L’expert va ainsi se focaliser  sur ces deux axes,  ce qui justifie  les rencontres  qu’il va avoir avec les responsables des ministères concernés, la pêche d’un côté et l’environnement de l’autre plus l’ensemble des structures de recherche qui sont potentiellement intéressés pour travailler sur ces deux thématiques, car il faut créer un  maximum de relations  entre les instituts, fédérer toutes les forces  du pays.

« A l’époque, fin des années 1970, le centre de Pointe Noire était le centre océanographique le plus performant de la côte Ouest Africaine, c’était le centre de référence même au niveau mondial pour l’Afrique  de l’Ouest », a rappelé M. FONTANA, qui a reconnu qu’il ya du travail à faire.
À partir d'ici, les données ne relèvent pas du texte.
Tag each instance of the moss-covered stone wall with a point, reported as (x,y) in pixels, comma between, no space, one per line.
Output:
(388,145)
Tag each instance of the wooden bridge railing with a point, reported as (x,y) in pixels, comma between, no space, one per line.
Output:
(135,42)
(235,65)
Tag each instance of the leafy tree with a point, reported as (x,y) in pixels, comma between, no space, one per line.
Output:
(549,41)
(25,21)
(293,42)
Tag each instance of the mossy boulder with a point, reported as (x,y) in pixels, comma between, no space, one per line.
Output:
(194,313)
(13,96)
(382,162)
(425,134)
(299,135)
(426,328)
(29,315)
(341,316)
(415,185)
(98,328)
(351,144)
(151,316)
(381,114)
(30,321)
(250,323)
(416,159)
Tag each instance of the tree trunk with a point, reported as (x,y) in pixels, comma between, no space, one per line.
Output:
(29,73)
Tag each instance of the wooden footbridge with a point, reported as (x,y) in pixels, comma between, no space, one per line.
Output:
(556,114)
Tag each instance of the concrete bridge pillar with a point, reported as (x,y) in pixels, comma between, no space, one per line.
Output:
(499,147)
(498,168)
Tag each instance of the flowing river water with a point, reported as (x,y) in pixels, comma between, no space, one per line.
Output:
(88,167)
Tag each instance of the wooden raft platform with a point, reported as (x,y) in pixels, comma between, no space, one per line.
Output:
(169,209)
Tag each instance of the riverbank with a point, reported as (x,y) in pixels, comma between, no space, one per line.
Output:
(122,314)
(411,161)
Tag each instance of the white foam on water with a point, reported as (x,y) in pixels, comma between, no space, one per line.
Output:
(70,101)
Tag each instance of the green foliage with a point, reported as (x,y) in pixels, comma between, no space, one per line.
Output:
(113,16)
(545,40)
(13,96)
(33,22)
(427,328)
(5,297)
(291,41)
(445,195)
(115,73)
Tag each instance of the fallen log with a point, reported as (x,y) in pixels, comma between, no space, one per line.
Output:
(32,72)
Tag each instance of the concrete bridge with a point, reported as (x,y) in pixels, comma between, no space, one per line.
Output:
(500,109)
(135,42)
Il a promis de s’y atteler en se focalisant beaucoup sur l’aspect humain,  identifier les personnes compétentes, envisager  les problèmes de formations éventuelles et essayer de rencontrer un certain nombre de partenaires étranger qui seront susceptibles d’aider la structure  dans la recherche des moyens.

L’expert en océanographie a été reçu en audience en présence de l’Ambassadeur de France au Congo, M. Bertrand COCHERY qui a rappelé  les trois thématiques ont été retenus comme prioritaires, par les Chefs d’État Congolais et Français,  pour renforcer  la coopération bilatérale entre la France et le Congo. Il s’agit  du pôle enseignement supérieur, recherche éducation, un pôle  santé et un pôle environnement.

Pour ce  qui est du pôle enseignement supérieur, recherche, regroupant les ministères de l’enseignement supérieur, de l’enseignement secondaire  et de la recherche scientifique , M. COCHERY a indiqué que «  l’idée c’est  de bâtir des passerelles entre le projet qui est actuellement entrain de se développer par l’Agence Française de Développement et votre département ministériel c’est-à-dire que la reconstruction  de l’enseignement supérieur par rapport aux projets prioritaires des filières pour le Congo, faire en sorte que  l’université  comporte des branches fortes  en direction de la recherche. Ce qui va nous permettre de définir une feuille de route commune en mettant les trois ministres autour de la table,  en vue  d’arriver à quelque chose de cohérent ».

L’Ambassadeur a fait savoir que l’expertise extérieure viendra  renforcer les bases d’analyse pour le Congo et voir comment définir cela en action en choisissant des thèmes qui soient précis.